Прозоров плелся по шоссе, еле передвигая ноги.
Прошел не больше двух километров и остановился. Дальше идти не было сил. Неожиданно его догнала легковая машина, шедшая по направлению к городу. Он робко поднял руку. Машина затормозила. Командир, сидевший рядом с шофером, открыл дверцу.
— Что случилось?
— Мне нужно срочно в Ленинград. Но я не совсем здоров, и мне тяжело идти. Если можно, возьмите меня.
Командир, сидевший в машине, согласился подвезти Прозорова до Финляндского вокзала.
И вот он у бюро пропусков! Сто́ит только нажать на тяжелую входную дверь, зайти туда, рассказать — и все мучительное останется позади. Но тут же пришла мысль: а вдруг не поверят? Возьмут и расстреляют! Ну хорошо, он заслужил, но что будет с Катей, с детьми? Нет, лучше решить иначе! Прозоров круто повернулся и пошел по направлению к Неве.

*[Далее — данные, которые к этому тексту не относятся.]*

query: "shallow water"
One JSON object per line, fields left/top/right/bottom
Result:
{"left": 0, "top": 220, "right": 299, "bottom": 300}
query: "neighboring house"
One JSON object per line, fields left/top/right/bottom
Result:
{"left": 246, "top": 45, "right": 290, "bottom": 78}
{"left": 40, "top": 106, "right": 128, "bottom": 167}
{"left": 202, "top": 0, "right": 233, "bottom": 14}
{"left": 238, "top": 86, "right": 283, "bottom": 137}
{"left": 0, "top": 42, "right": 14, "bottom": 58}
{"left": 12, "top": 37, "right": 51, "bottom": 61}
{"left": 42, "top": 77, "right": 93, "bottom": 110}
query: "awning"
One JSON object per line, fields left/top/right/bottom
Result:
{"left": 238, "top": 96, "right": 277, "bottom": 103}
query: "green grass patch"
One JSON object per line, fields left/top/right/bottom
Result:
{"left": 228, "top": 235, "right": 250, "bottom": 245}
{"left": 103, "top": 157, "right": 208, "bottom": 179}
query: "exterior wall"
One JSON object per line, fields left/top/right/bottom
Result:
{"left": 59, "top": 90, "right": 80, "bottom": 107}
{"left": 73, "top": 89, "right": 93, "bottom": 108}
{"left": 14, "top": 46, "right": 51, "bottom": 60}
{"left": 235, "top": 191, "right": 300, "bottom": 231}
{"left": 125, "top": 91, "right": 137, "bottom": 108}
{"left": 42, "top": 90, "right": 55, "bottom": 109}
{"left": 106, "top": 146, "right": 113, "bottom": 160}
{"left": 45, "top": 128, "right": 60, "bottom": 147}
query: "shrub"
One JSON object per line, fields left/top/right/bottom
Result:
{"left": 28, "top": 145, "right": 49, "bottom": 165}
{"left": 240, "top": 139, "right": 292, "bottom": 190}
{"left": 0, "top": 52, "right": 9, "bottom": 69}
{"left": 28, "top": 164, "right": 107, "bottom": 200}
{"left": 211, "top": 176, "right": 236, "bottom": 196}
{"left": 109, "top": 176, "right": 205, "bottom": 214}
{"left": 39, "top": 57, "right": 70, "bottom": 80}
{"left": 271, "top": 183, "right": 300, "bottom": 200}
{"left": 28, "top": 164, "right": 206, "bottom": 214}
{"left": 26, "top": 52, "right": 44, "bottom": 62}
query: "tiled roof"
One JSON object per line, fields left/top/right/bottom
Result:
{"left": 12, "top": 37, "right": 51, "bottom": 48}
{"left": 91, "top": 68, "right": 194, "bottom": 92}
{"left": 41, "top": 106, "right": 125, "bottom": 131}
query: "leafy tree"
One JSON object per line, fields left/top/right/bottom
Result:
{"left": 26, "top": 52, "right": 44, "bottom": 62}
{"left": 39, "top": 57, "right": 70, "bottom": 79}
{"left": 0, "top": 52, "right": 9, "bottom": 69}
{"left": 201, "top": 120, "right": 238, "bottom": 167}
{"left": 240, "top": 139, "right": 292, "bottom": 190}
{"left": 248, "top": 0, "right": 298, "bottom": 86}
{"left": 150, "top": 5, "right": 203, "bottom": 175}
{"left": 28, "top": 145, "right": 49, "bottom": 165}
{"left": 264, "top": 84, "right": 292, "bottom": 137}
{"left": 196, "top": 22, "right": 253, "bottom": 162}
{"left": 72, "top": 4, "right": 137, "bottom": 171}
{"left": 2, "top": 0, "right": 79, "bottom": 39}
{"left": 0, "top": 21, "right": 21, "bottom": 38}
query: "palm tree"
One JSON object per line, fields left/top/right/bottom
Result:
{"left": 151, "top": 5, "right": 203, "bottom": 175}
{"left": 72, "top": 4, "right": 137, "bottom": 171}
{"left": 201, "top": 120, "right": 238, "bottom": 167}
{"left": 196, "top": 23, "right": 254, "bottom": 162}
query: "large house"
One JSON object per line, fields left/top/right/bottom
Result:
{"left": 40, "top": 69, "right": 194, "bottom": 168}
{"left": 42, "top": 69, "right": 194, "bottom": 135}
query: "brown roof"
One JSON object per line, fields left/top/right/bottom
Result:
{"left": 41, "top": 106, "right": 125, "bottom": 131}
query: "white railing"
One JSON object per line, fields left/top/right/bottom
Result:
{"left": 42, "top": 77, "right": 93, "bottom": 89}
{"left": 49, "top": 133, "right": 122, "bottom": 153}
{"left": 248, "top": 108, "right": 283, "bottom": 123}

Он дошел до Кировского моста, где на ледяном покрове реки виднелись полыньи, пробитые артиллерийскими снарядами…
— Вот как будто и всё, — хрипло сказал Прозоров. — Прошу поверить мне…
Он достал из чемоданчика завернутые в бумагу деньги — те двадцать тысяч — и положил их на край стола.
Чекисты переглянулись. Потом Морозов что-то тихо сказал Волосову, и тот вышел. Через некоторое время Прозорову принесли тарелку щей, ломтик хлеба и чашку горячего чая с кусочком сахара.
Прозоров смертельно устал после всего пережитого, но оттого, что он наконец все рассказал, ничего не утаил, ему стало легче. Он не знал, какая судьба ожидает его, и был готов к самому худшему. И все же ровное и сдержанное поведение чекистов немного успокоило его. Он даже почувствовал, что голоден, и, благодарно взглянув на военных, стал есть.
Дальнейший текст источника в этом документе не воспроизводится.